"I Started With Just a Little Notepad and a Big Dream": Getting to Know Mighty Oak, Our Newest Animation Studio

It is with great excitement that we announce the latest addition to ATRBUTE Studios: Mighty Oak! With a mission of bringing the human touch back into the picture, Mighty Oak is an innovative studio who are experts in a variety of animation styles. Their diverse portfolio showcases delightful content that is constantly growing in different directions.  

Below, CEO and Executive Producer Jess Peterson pulls back the curtain on Mighty Oak's name inspiration, brainstorm processes, and working past creative blocks. Read through, check out their portfolio, and join us in welcoming them to ATRBUTE Studios! We are so excited to see how they continue to grow.  


How did you get started in this industry?
Most of our talented team went to school for animation and followed that artistic path. I actually started in the music industry, but after grad school, pivoted into museum work. I started managing communications at a children’s art museum and it was there that I was first exposed to the magical world of stop motion. Emily Collins was teaching stop motion to children there and introduced me to the medium, which I quickly fell in love with and used for several promotional museum spots.

 I decided to start my own business in 2014, offering branding and communication services, but quickly realized that in order to stand out in a huge talent pool, I needed to offer something special that would really energize me and my clients. Once I decided to niche into stop motion, I partnered with Emily who tapped her former classmate and talented animator Michaela Olsen, and the rest is history. By the way, this version cuts out all of the hard work and harder lessons we had along the way. Happy to share those stories with anyone over a drink!

How did you land on Mighty Oak as a name?
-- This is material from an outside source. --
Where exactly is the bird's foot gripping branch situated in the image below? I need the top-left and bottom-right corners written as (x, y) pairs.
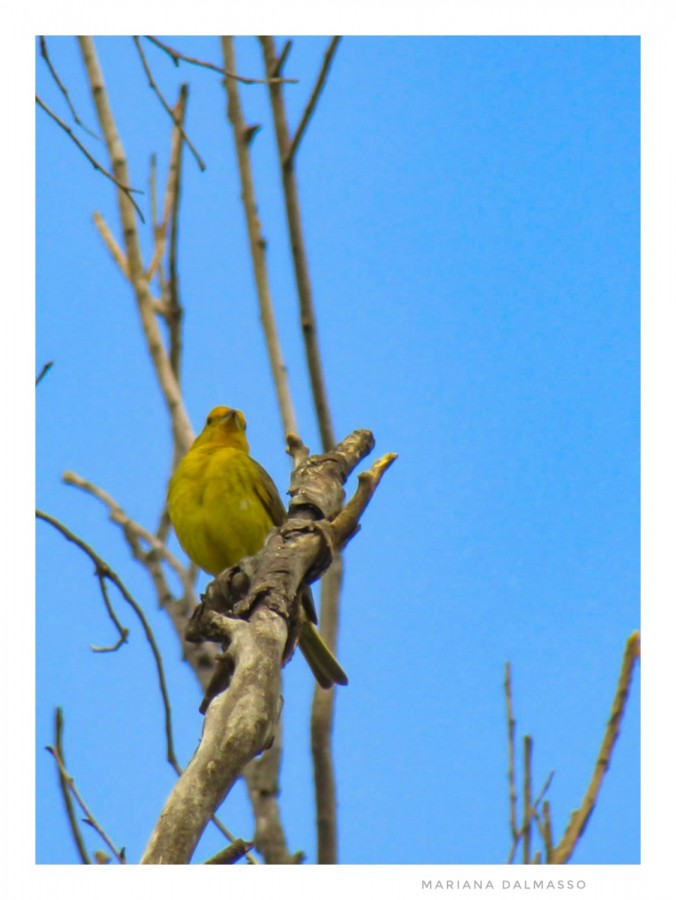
top-left (141, 428), bottom-right (396, 864)
top-left (186, 427), bottom-right (395, 711)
I watched a Seth Godin Skillshare class where he talked about selecting a name that is broad enough for your services to evolve without having to rename it. Like Amazon for example — why did a website selling books get named after a major river instead of something like Bezos Books? So that it could eventually sell everything under the sun. So I started looking online for inspiration. I’m not much of a “quotes” person, but I found one that read “a mighty oak from little acorns does grow” which deeply resonated with me. It meant big things come from small beginnings, and as someone who started with just a little notepad and a big dream, the name Mighty Oak became a mantra.

If you could describe your studio in 3 words, what would those be?
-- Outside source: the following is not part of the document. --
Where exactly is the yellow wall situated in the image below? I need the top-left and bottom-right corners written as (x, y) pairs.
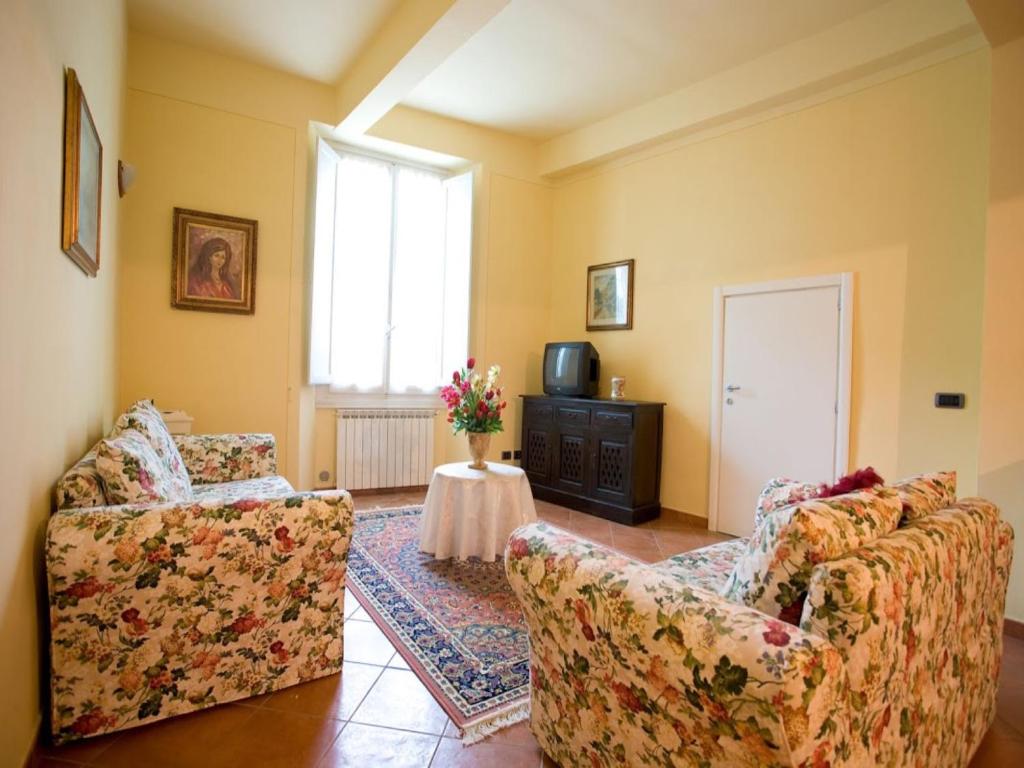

Versatile. Character-driven. Handmade.

What's the first thing you do when you get a new client brief?
The first thing we do is spend some time learning about the client: reviewing their website, social platforms, brand guidelines, and anything else that our client can share. We talk about the audience, and the video’s goal. This helps us begin our brainstorm process, pulling mood boards together full of materials, shapes, colors, and other ideas that will inspire our creative brief. We know that the work we do can be a different undertaking for many new clients, so our intention is to make the process as clear, approachable, and fun as possible.
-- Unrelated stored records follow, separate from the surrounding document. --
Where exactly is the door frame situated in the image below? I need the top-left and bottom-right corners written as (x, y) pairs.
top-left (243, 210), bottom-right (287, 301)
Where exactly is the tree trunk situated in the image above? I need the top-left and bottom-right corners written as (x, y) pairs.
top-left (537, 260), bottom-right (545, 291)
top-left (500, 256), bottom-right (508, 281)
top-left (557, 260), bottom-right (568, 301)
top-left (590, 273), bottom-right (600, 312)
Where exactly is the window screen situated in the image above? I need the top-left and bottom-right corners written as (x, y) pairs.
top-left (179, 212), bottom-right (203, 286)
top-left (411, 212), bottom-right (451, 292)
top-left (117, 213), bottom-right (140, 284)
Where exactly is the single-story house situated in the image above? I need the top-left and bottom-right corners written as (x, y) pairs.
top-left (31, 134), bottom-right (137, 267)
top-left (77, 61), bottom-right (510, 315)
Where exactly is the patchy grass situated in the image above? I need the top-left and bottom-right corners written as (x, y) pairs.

How do you work past a creative block?

I posed this question to the team. There were a variety of responses, but the overlapping answer was to take a pause, do something you enjoy, and come back to the work with fresh eyes. We actually learned about the process of “un-frying your brain” in this webby-nominated video we made for Thrive Global and Bose. Part of what I love about our work is that we often get to learn on the job!

If you could give a piece of advice to yourself at the beginning of your career in animation, what would that be?

My advice would be to understand what makes your approach to animation special, and where it would best fit in the industry. Whether you’d prefer to work at a traditionally large animation company or a boutique studio like ours, being able to share your USP (unique selling point) with others can help set your path for networking, interning, freelancing, or landing a job that makes you happy.